Сейчас он заперся в своей комнате. Наедине с компьютером, постерами патлатых фриков и гитарой. Струны тренькают, бурчат, визжат. Обрывки мелодий взбрыкивают модуляцией, меняют тембр, окраску. Надрывность остаётся неизменной. Медиатор заставляет инструмент выть, скрипеть, чуть ни храпеть, и хочется зажимать уши ладонями. Не потому, что игра бездарна. Эта поломанность, напористость и обилие гармонических полутонов будит во мне такие эмоции, что я не только не подозревал о них, но подозревать даже не хотел бы. В шезлонге, как на Хай-Лайне. Ходят не рядом, но по ушам.
Со второго этажа, из разверзнутых ставней, его стремительные, стирающие пальцы в мозоли (лучше бы дрочил) партии бьют туда, где веками не спрячешь. Мой отец был музыкантом. Точнее, пытался им быть.
Самоучка, без образования, он выступал в ночных клубах, упарывался и отрывался на полную катушку. Очень любил меня и мою простушку-мамочку, развешивал ей лапшу о грядущей славе на уши, как бельё по верёвкам. То ли изменил, восхваляя свободу, то ли она сообразила, что долго не протянет. С семилетним сыном на руках.
Однажды вечером, без объяснений, мама взяла меня из гостей. Написала баллончиком на двери трейлера, где мы обитали, едко-жёлтое: «Прощай». Скрылась со мной на такси, навстречу тяготам и другому, настоящему миру. На расспросы не отзывалась. Обнимала и клялась, что вдвоём нам будет лучше. Без денег, без крыши. А мне ничего не оставалось, кроме как верить.
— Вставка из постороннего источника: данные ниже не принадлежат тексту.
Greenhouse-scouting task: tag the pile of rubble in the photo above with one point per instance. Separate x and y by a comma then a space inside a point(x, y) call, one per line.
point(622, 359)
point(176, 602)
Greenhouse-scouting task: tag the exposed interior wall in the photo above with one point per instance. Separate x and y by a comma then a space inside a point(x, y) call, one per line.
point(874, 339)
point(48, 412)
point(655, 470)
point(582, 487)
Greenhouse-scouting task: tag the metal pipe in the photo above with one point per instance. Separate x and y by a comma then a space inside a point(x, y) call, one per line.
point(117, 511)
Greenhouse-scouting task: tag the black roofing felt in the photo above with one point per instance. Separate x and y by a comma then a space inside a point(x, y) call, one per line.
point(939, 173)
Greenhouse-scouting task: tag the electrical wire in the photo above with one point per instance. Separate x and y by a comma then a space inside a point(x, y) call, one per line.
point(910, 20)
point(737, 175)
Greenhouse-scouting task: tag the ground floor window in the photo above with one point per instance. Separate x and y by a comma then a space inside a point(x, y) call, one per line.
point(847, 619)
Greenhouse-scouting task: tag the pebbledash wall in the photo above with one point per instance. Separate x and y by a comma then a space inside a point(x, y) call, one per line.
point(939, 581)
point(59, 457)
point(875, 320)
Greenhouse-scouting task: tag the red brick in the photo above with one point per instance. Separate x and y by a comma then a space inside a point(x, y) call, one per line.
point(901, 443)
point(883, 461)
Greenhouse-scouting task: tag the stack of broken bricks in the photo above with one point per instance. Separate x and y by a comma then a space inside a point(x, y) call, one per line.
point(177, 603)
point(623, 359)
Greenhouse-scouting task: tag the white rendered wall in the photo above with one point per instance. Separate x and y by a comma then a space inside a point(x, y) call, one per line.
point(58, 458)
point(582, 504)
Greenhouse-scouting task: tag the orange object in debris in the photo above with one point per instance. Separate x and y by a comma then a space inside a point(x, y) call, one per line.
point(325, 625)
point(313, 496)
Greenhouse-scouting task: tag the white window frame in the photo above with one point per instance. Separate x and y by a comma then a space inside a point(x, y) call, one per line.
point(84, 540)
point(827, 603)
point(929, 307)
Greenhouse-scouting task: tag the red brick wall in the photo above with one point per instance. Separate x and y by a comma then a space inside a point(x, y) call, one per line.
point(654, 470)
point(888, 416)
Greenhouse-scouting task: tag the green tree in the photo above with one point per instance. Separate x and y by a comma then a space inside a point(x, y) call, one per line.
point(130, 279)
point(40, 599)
Вибровызов вторгается в воспоминания как нельзя кстати. Я близок к тому, чтобы наорать на карикатуру Джимми Хендрикса, требуя заткнуть руки туда, где им самое место. Инстинкт самосохранения ослаблен: меня не волнует, что мразотка может двинуть по почкам. Сбросить на голову что-нибудь тяжёлое. Отбить печёнки, швырнув в стену.
Не знаю, что он со мной творит, но я начинаю стремиться к этим стычкам. К взрыву адреналина в крови. К удовольствию видеть его ярость, искажённое отражение моей собственной. Прогулка по лезвию всегда так заманчива.
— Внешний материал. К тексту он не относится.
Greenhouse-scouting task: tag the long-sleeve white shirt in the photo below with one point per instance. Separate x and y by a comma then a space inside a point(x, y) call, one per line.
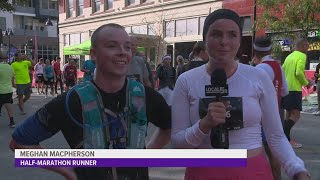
point(259, 108)
point(270, 72)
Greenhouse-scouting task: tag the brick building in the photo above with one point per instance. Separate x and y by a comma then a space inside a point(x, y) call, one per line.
point(27, 22)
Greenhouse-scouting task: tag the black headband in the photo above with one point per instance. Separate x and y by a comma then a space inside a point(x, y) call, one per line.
point(220, 14)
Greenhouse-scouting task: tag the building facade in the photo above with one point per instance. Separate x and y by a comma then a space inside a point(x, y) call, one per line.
point(27, 23)
point(161, 26)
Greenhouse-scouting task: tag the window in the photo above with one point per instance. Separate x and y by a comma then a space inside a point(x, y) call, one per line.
point(53, 4)
point(26, 3)
point(169, 26)
point(108, 4)
point(128, 29)
point(44, 4)
point(97, 5)
point(202, 19)
point(75, 39)
point(140, 29)
point(152, 30)
point(91, 32)
point(3, 24)
point(246, 22)
point(181, 28)
point(80, 8)
point(70, 8)
point(130, 2)
point(66, 40)
point(145, 1)
point(192, 26)
point(28, 23)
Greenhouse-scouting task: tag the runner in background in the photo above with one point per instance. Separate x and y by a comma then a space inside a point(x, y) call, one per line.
point(39, 70)
point(70, 74)
point(264, 60)
point(88, 68)
point(111, 50)
point(21, 70)
point(49, 77)
point(294, 69)
point(57, 71)
point(6, 85)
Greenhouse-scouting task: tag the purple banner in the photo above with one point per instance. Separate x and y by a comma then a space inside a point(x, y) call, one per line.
point(130, 162)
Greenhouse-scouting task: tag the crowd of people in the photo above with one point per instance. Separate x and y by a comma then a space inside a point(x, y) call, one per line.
point(117, 72)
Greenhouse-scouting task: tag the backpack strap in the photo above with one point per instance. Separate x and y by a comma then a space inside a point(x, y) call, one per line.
point(93, 116)
point(277, 81)
point(137, 121)
point(96, 133)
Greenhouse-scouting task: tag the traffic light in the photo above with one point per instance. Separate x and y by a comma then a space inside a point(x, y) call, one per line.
point(29, 44)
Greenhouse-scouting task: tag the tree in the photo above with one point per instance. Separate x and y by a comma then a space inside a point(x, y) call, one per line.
point(156, 25)
point(289, 16)
point(5, 5)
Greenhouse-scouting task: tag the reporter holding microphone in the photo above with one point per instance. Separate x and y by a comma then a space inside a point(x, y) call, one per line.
point(197, 114)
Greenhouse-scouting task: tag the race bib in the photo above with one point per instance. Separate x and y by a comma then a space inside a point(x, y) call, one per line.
point(234, 116)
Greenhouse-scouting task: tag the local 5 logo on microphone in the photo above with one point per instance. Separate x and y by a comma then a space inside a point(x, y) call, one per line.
point(211, 90)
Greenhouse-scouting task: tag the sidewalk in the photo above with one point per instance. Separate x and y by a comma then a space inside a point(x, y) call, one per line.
point(306, 132)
Книга соскальзывает. Хлопается в каменный настил. Звонит Кэтрин. Девочка-индиго. В учебной клетке и вне её мы гуляем парочкой. Два социопата нашли друг друга, чтобы прятаться от всех остальных. Сначала мы говорили. Потом начали, говоря, гулять. Потом зашли к ней домой. Удалились в её спальню-мастерскую и говорили там. Давая друг другу время на одиночество, понимающе улыбаясь, мы говорим до сих пор. Я в жизни ни с кем столько не общался.
Кэтрин наполовину японка. Кэт, кошкой, становится один на один, не в школе. Курит "Парламент". И взрывает обыденность уже самим тем, что существует. Одежда на ней забрызгана краской. По кислотно-зелёным колготкам ползут кляксы. Вот он, имидж талантливой ку-кушки. То, что она рисует на холсте (а она редко показывает холсты, в её комнате их много, под простынями) оценил бы сам Данте. То, что она рисует на бумаге, оценил бы Ирвин Уэлш. То, что она говорит, оценил я и продолжаю оценивать. Красноречива, как подсудимый перед казнью. Бешеная дюймовочка, знающая об искусстве столько, сколько узнают у него внутри: моя подруга. Знакомы-то, нет ничего, а уже подруга. Я и во сне привидеть не мог, что такое со мной случится. Друг – это человек, принимающий тебя со всеми масками. В том числе, в маске самого себя.
Я беру трубку.
– Привет, не занят сейчас? Где ты?
Фоном слышны возгласы, женские, и детский смех.
– Нет, не особо. – Пишу статью (попросили, для школьной стенгазеты), о профориентации. То есть как пишу. Написал, отложил редактуру на вечер, как обычно. Лежит себе. Контрастом: ушлёпок в трёх метрах над уровнем терпения искушает настучать по шее его же гитарой. – Дома, а что ты хотела?
– Дома. – Повторяет, будто прикидывая в уме какую-то задачку. – Кто-нибудь ещё есть?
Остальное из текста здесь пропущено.